Her red eyes focused again. “Would you like me to?”
“Yes. I don’t think the shop would be right without you visiting every once in a while,” Tabitha murmured fondly. “I think it likes you just as much as we do.”
Eri smiled, rubbing at her face again. “Your family’s always been very kind to me, Tab. And I appreciate it.”
“I haven’t forgotten how much you helped us, Eri.”
Her father had run into hard times, and her husband had died from disease. Jui had been little, only eight, when the gnoll and the goatfolk had taken her away—Tabitha screaming and trying to stop them. It was to motivate her father to pay his debts, they said, but her father had no way of doing so. Jui was lost.
Eri had heard them. She’d listened to the story and then, squeezing Tabitha briefly on the shoulder, had left. A week went by, and then Eri had returned—with a squirming Jui. Tabitha hadn’t asked too many questions.

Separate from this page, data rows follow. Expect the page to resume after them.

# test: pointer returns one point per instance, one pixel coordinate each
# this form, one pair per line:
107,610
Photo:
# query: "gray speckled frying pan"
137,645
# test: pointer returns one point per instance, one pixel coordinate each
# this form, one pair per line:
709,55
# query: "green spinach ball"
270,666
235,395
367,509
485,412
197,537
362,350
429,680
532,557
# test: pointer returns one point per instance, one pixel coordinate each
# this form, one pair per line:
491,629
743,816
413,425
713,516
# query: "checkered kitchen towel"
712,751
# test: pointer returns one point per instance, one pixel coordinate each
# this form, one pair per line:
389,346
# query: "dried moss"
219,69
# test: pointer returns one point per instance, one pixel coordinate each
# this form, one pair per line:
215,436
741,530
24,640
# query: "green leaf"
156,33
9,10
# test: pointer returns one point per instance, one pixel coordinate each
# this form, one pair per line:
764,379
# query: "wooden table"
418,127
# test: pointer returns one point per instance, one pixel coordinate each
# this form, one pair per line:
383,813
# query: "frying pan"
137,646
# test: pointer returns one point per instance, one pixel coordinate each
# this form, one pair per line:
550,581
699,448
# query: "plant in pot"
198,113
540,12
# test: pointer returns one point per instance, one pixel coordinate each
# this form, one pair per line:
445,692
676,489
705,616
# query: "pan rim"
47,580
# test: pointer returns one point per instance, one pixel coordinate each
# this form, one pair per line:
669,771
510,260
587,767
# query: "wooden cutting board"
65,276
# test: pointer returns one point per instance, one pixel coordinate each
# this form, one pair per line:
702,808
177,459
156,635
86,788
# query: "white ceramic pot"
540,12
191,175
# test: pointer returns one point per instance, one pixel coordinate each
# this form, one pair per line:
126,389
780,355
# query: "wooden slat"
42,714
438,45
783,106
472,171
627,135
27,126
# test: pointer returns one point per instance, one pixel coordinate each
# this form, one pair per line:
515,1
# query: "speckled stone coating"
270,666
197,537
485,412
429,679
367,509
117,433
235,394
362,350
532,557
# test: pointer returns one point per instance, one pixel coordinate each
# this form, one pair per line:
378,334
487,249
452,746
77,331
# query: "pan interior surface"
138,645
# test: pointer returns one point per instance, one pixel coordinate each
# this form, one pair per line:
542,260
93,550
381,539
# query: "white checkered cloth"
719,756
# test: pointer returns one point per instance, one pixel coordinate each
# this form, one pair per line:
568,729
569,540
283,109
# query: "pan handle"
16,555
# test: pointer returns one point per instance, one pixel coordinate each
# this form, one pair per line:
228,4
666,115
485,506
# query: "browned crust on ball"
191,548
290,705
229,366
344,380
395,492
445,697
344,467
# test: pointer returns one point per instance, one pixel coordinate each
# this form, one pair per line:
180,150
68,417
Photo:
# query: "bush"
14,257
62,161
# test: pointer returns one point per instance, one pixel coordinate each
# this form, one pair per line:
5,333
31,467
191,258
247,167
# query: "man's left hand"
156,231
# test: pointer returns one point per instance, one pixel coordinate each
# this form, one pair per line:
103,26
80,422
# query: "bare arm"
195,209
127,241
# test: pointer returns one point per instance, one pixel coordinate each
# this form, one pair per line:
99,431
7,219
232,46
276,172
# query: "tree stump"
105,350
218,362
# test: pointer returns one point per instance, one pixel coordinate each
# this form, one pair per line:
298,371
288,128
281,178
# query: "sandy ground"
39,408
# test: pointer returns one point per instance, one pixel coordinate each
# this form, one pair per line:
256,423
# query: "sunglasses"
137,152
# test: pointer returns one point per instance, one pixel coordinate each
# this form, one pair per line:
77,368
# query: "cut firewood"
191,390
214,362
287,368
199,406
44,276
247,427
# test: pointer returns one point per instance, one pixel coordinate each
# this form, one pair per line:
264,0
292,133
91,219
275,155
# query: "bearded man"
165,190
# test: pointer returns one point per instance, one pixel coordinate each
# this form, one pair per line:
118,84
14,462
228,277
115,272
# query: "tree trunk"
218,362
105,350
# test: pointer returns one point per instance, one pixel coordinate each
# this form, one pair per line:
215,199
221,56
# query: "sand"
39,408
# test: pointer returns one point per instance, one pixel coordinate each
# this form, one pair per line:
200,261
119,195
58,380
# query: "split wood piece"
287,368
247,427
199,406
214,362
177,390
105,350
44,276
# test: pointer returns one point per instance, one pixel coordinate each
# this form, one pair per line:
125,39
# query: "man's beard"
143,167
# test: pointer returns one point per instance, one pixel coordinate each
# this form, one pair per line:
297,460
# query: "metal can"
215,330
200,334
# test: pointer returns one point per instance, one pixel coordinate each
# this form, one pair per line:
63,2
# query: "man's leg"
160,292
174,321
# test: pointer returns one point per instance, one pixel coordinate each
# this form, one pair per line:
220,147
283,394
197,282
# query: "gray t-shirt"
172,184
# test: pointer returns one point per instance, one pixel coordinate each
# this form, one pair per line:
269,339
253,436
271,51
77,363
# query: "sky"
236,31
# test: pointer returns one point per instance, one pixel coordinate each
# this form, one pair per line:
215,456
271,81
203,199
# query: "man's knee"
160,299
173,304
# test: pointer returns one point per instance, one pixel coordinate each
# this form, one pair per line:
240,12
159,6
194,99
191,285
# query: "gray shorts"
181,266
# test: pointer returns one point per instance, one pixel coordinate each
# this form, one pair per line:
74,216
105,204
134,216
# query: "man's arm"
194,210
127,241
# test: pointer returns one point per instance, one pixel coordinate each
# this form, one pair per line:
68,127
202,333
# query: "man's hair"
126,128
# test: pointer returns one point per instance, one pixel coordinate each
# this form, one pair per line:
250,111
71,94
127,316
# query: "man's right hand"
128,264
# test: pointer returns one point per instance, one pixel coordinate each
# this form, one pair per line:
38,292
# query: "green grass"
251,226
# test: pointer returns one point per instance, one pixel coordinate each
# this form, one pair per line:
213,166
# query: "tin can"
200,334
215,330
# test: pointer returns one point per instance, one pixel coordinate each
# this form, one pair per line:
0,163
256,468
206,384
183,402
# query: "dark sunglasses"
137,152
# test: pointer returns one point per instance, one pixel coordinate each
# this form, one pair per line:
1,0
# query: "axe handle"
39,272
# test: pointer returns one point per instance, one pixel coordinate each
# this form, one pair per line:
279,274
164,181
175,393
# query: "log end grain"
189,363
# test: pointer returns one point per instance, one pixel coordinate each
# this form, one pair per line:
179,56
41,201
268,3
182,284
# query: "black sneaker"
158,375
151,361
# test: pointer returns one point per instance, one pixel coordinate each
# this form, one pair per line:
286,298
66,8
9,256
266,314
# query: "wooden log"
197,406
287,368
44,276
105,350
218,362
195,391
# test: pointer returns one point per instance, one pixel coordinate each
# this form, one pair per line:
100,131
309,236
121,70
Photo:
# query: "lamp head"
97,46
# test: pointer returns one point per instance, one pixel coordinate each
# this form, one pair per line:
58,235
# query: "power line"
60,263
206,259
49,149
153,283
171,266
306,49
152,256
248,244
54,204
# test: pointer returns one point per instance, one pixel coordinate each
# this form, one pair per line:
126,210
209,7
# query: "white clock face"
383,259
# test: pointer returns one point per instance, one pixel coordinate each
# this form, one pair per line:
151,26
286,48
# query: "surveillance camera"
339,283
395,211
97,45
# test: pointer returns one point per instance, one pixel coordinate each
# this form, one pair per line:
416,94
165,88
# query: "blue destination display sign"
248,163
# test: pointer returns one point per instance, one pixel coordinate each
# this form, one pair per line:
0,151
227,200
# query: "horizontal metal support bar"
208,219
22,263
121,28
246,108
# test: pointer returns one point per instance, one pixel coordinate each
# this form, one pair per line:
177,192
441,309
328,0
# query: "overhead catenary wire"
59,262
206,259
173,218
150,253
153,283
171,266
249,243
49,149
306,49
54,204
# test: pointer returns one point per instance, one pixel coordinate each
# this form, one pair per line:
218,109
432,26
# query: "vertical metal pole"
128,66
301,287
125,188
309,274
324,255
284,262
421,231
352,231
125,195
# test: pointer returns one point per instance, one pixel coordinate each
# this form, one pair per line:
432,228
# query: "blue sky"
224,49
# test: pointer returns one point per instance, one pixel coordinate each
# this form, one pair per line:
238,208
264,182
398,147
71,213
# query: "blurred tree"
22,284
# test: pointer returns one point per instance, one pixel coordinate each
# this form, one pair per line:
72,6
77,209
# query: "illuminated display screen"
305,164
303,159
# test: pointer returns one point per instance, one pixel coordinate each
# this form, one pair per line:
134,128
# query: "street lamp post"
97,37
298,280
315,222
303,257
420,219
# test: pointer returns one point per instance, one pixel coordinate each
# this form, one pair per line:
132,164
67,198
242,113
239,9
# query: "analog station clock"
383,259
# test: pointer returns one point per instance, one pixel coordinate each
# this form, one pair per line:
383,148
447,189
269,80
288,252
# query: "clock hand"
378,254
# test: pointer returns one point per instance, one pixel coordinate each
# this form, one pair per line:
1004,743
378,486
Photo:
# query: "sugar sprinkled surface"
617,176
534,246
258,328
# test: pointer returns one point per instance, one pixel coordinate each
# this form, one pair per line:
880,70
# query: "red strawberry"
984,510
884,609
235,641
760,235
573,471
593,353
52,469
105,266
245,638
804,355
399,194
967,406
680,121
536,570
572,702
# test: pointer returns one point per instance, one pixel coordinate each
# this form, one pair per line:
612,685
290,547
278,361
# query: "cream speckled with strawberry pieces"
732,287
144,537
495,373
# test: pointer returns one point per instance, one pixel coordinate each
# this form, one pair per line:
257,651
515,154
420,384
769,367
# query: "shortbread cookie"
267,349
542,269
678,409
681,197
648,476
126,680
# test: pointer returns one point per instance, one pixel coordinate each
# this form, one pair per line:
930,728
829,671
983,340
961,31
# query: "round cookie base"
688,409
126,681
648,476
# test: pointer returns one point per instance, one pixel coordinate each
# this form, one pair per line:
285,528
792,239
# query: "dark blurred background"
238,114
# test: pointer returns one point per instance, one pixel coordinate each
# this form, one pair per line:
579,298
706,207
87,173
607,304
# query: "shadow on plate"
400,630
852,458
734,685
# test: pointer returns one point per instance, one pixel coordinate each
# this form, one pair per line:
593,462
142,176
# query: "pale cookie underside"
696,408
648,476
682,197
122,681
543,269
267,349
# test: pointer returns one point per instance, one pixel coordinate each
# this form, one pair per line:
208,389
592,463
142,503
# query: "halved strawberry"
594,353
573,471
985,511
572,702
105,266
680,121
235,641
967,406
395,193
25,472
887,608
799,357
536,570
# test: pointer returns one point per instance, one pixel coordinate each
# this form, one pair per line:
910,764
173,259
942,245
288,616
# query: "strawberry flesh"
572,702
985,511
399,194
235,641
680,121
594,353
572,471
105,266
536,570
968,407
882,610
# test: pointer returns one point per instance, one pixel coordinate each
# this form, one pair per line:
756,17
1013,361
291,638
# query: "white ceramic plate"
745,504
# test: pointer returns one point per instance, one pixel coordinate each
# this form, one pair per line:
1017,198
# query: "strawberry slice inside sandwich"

She’d just been grateful.
“I didn’t do much,” Eri said, with a shrug.
“You did enough.”
Eri stood up, the dusky light making her face look more grey than white. “I should be off again. Before nighttime. You don’t need that kind of trouble.”
“Things still find you in the night?”
“Always,” she murmured, shrugging again. “I’m used to it now.”
Tabitha stood up—it took her longer—and crossed the room to give the taller woman a hug. “Take care of yourself, and come see me again. Sooner this time.”
“Yes, mother,” Eri chuckled teasingly.
“I wouldn’t want to be your mother. You’d scare me to death.” Tabitha patted her arm with a smile. “Goodnight.”
“Goodnight.”
Like a shadow filtering away from light, Eri was soon gone. Her steps padded near-silently down the street. Passers-by gave her a wide berth, as though they could sense the rather unique nature of her existence.
Tabitha closed the shop door, shivering.
How could one creature be so right, and yet so wrong?